LOPA – Validating Human IPLs and Ies

Type

Conference Presentation

Conference Type

AIChE Spring Meeting and Global Congress on Process Safety

Presentation Date

March 14, 2011

Duration

30 minutes

Skill Level

Intermediate

PDHs

0.50

Layer of Protection Analysis (LOPA) is a simplified risk assessment method that provides an order of magnitude estimate of the risk of a potential accident scenario. Humans can be the cause on an accident scenario (the Initiating Event [IE]) or human can serve as an independent protection layer (IPL). In either case, estimating the likelihood of the human error and measuring the human error rate at a site are troublesome tasks within the LOPA framework or QRA framework, which is one of the reasons some companies do not give any credit for a human IPL.

Identifying and sustaining independent protection layers (IPLs) is the heart of LOPA. Each IPL must of course be independent of the initiating event (IE) and the other IPLs and must be capable (big enough, fast enough, strong enough, etc.). But also, each IPL must be 1) maintained or kept in practice/service, 2) validated/proven to provide the probability of failure (PFD) chosen, and 3) documented and audited periodically to substantiate these values.

One type of IPL is a Human IPL. These include preventative steps that may stop a scenario from progressing once it is initiated, but more typically the human IPLs are responses to alerts or alarms or troubling readings and sample results.
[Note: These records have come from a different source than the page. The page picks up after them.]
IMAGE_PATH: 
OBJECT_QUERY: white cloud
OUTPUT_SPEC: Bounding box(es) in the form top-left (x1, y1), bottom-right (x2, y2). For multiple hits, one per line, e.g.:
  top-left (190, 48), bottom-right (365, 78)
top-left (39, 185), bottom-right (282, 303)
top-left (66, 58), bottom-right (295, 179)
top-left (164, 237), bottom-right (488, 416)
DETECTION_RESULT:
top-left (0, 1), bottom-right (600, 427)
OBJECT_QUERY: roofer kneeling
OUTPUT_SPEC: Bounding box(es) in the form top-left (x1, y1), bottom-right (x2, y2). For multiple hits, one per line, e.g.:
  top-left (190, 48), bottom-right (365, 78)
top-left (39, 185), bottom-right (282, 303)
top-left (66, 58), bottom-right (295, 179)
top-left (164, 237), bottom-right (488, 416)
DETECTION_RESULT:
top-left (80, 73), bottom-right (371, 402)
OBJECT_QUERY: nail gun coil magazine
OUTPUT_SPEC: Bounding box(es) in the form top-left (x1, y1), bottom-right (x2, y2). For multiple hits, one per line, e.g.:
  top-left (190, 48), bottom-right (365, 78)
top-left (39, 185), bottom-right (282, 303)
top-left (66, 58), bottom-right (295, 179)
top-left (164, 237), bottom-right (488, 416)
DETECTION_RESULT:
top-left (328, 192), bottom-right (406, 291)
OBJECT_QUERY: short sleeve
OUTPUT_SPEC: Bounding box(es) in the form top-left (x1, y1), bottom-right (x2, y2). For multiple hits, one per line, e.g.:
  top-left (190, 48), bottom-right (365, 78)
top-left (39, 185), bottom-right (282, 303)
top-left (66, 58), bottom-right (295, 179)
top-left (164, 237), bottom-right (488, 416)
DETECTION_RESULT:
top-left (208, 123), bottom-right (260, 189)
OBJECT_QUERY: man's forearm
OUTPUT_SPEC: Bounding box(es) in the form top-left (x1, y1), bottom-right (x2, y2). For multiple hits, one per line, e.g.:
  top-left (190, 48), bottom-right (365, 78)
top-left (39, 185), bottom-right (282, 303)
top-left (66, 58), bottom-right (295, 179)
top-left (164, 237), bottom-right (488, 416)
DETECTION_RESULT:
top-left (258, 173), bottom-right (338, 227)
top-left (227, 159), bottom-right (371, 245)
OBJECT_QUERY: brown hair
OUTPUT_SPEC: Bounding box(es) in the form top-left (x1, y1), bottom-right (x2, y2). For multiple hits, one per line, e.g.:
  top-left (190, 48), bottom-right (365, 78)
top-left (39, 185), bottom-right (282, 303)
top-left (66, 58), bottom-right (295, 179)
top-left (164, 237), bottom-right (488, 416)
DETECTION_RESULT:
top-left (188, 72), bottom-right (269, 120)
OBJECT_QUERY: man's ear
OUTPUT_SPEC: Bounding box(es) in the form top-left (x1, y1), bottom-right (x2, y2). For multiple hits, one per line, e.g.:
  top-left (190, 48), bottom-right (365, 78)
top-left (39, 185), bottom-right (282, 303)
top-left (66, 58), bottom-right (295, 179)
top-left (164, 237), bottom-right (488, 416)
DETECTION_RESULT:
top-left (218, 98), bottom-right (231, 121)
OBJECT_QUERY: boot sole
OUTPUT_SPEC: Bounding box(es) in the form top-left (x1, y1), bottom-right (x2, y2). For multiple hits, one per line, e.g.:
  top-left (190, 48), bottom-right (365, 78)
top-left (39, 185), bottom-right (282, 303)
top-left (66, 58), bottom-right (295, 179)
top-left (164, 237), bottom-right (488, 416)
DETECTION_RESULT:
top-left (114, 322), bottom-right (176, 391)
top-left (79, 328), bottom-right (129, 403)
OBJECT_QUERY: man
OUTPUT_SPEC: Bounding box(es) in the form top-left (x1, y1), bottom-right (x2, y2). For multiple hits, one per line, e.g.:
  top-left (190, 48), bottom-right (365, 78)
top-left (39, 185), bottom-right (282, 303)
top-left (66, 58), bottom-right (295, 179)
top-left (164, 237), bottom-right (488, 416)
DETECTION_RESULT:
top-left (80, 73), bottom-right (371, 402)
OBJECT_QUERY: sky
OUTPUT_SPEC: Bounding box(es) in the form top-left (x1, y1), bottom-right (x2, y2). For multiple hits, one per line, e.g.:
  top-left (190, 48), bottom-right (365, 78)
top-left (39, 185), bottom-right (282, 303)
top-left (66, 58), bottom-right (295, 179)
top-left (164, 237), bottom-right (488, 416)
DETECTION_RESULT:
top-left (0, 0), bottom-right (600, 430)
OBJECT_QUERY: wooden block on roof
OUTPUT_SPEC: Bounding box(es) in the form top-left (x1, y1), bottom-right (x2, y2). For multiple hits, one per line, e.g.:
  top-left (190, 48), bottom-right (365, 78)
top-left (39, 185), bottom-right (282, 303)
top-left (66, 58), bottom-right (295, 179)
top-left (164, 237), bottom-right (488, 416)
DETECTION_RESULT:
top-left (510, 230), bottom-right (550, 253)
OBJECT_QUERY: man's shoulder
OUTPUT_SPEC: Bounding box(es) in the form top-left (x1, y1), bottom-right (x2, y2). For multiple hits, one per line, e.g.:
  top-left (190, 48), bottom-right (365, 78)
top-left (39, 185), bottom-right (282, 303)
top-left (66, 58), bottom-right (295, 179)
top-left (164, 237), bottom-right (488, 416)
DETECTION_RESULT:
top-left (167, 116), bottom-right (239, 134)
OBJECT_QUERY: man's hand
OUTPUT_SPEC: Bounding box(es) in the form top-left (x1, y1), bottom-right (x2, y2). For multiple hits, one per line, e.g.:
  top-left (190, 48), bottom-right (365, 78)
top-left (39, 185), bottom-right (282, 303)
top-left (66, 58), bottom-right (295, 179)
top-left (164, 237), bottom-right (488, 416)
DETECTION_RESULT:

This paper continues from the paper in 2010 GCPS and from the approaches outlined in ?Initiating Events and Independent Protection Layers, CCPS, 2011?, and shows the data needed for adequately counting the human in a LOPA (and other risk assessments). The main focus of the paper is on practical means for collecting raw data in a plant setting for substantiating the error rates for the site so that the IE rates and IPLs probabilities of failure can be fairly credited. The discussion covers the training requirements that should be met, proof drills for response to alarms, simulations and tests, frequency of proofs, and of course the effect of human factors on human error rates. Actual plant data and tests are included in the paper to provide the reader with examples of how similar data collection and validation can be set up within their companies. The paper also illustrates how such data can be used for adjusting calculation/prediction of human error rates for new settings, such as plant expansion.